When an out-of-towner arrived in Matakana to take over one of the area’s largest employers, there was a little wariness in the community.
James Kendall purchased the service-driven ITM Matakana Building Centre, which relied mostly on manual procedures.
Two and a half years later, he’s rejuvenated the business through the implementation of modern software and systems, applying his 20 years’ experience in building supply and wholesale to the trade and retail environment.
And he has the townsfolk on his side. By combining his expertise with sound emotional intelligence, Kendall was able to manage people through the change, supporting those unsure of letting go of old ways while boosting staff loyalty, engagement and pride in the business.
The business has seen steady growth since Kendall and his wife Nicholle took the helm in late 2009: “It’s a strong trade business, with a lot of repeat business and it’s very service orientated. We don’t spend much on advertising – the bulk of our spend is on our customers. It’s the old saying, ‘people buy from people they know, like and trust’.”
When Kendall was looking to purchase ITM Matakana he enlisted the help of Scott Travis, business advisory director at Hayes Knight.
“I believed I could do it, but at a time when the economy was at an all-time low I needed someone I could trust to help me.”
Kendall says Travis’ pragmatic approach and honest conversation has made him and Hayes Knight manager Amanda Billington trusted advisers ever since: “They ask the right questions – not always the ones I want to
hear but they do challenge my thinking.” The Hayes Knight duo gave him advice throughout the acquisition journey, from assessing the viability of the venture to assisting with due diligence and obtaining the necessary funding from the bank. Because the previous owner had bought the business 13 years ago pretty cheap, debt hadn’t been a problem.
“We were effectively buying the opportunity to put in better systems and processes.”
The key was to overhaul the manual systems to create a smarter business and Hayes Knight was there to help. The team helped put in place improved accounting systems and software, particularly in the areas of inventory and cash control. This created a solid foundation to grow the business from the ground up.
“The result was increased transparency, knowing where our stock was at, knowing our margins,” says Kendall.

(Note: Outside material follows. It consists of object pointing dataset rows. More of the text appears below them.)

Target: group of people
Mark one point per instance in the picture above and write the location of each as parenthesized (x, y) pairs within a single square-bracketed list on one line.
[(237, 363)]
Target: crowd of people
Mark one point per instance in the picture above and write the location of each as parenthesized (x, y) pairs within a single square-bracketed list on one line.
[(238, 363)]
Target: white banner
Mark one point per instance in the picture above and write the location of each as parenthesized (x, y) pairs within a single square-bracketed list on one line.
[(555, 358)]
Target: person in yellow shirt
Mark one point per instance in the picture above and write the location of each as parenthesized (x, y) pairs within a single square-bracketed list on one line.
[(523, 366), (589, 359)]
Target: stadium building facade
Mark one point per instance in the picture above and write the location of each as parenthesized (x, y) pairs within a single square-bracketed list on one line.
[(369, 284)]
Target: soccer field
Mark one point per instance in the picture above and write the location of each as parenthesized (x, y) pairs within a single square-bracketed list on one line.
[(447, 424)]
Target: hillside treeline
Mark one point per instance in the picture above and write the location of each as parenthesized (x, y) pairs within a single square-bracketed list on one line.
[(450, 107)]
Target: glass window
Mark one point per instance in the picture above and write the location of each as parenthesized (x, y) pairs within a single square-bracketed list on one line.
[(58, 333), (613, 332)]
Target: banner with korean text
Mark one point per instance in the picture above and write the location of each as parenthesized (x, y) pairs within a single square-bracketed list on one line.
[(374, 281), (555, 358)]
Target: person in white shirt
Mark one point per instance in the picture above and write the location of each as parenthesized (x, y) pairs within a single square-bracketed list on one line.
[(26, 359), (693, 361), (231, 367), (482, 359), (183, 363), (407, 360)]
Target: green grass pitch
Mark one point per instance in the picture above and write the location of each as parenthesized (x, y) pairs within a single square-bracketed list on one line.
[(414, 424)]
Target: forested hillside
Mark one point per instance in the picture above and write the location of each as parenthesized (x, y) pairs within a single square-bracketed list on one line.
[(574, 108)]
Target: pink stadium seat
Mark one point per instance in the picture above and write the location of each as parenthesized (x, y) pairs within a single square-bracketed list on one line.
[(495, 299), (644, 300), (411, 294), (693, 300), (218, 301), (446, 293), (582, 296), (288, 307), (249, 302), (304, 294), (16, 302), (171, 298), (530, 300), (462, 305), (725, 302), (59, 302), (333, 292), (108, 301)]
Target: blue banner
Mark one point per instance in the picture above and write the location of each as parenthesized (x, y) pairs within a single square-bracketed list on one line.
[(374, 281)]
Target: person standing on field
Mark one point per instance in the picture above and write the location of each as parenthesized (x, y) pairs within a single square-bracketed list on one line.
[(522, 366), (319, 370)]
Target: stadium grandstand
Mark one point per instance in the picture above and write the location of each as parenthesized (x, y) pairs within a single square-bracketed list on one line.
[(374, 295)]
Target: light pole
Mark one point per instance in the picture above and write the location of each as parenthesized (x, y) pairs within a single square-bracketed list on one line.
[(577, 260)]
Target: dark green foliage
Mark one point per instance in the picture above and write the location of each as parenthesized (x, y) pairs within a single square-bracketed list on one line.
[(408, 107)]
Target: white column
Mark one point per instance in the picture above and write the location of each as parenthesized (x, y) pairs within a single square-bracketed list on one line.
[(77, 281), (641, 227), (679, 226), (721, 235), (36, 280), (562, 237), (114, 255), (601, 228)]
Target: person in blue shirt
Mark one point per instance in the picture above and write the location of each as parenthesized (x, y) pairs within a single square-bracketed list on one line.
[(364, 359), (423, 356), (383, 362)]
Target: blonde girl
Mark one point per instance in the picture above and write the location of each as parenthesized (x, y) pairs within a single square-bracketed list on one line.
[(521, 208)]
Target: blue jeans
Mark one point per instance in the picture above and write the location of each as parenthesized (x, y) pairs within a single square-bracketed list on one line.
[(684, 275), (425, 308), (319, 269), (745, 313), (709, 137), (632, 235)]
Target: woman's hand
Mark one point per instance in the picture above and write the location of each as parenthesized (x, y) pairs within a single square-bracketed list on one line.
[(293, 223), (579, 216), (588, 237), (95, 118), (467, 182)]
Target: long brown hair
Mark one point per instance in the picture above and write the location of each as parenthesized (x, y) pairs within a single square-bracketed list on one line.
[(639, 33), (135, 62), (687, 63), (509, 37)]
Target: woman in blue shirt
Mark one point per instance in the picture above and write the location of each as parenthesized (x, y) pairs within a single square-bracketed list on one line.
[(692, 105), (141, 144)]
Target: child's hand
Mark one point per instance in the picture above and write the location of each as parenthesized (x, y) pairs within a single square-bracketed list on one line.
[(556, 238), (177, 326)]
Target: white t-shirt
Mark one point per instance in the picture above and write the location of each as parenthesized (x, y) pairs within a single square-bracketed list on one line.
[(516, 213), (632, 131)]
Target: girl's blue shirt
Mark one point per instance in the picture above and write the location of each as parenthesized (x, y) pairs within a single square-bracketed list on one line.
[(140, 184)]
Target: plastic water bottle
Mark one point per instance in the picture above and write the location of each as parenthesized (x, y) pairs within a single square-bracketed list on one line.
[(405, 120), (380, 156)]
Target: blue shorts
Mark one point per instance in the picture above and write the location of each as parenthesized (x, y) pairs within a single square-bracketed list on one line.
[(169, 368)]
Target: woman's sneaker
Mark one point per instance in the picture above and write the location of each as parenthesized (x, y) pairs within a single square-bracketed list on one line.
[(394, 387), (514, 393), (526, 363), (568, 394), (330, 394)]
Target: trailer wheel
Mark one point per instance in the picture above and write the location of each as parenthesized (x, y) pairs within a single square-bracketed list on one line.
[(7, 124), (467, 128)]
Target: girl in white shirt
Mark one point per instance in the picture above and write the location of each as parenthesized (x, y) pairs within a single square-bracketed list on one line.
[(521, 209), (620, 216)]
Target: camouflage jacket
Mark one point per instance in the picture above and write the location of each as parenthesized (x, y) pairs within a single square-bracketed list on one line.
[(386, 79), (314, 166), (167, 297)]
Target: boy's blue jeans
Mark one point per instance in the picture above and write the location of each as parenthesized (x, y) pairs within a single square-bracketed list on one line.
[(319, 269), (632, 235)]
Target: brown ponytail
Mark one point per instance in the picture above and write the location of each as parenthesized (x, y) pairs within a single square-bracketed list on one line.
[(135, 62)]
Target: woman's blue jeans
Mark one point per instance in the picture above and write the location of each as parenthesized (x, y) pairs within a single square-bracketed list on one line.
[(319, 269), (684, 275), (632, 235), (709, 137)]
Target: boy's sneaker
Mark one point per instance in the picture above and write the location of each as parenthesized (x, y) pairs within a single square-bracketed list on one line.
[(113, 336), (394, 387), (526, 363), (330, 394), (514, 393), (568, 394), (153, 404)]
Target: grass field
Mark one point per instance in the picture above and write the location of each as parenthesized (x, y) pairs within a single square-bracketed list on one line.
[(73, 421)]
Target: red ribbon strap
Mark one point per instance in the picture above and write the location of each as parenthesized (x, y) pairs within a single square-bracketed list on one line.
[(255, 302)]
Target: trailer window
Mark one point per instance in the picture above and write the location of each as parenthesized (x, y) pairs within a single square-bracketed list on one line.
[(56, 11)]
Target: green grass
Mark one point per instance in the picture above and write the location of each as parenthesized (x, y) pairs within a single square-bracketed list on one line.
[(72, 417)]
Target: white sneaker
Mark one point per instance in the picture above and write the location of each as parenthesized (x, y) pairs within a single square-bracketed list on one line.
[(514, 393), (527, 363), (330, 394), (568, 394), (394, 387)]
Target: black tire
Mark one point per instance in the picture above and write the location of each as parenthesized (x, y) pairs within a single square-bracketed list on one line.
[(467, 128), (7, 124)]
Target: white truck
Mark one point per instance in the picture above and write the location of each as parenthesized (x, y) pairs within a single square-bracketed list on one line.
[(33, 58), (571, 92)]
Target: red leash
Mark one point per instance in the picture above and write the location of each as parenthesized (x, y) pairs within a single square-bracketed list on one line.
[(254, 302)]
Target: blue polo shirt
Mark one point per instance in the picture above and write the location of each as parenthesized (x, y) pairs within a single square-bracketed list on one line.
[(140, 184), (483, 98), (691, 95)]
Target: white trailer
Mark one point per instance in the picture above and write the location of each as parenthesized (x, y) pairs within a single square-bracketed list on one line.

Today Kendall and the team meet monthly, with Travis providing the strategic direction while Billington keeps a finger on the pulse, preparing financial forecasts and cash flows to ensure they stay on the path to sustainable growth. Together they have worked on Kendall’s business plan, business valuation and designed and implemented an ownership structure in order to protect the assets.
Travis says Kendall’s ability to combine his expert knowledge of the industry with an integrity respected by his staff and community is what has set his business apart.
“From our first meeting we were impressed with the level of energy James exudes. Along with his optimistic disposition, it’s infectious for everyone working with or around him.”
Travis says when Kendall arrived in Matakana he took a strong approach to building relationships: “James was quite conscious of that environment [of support for established locals], wanting to get people on side – the staff but also the community.
“Financially James has been able to achieve some spectacular results, particularly in the area of margin and efficiency, inventory management and control, reducing wastage and at the same time improving customer service.”
With a 15 percent growth in sales volume Kendall is pleased with the results: “This is substantial in such a depressed market.”
He’s also earned the support of the locals, growing business with existing clients and collecting new clients along the way. A few newbies have joined the ITM Matakana team, and no staff members have left in the time
Kendall has owned the business, maintaining it as a key employer in the area. He attributes his success to the financial support he has received.
“You can be a person with 100 ideas, but you’ll go bankrupt if you can’t put something on the bottom line.”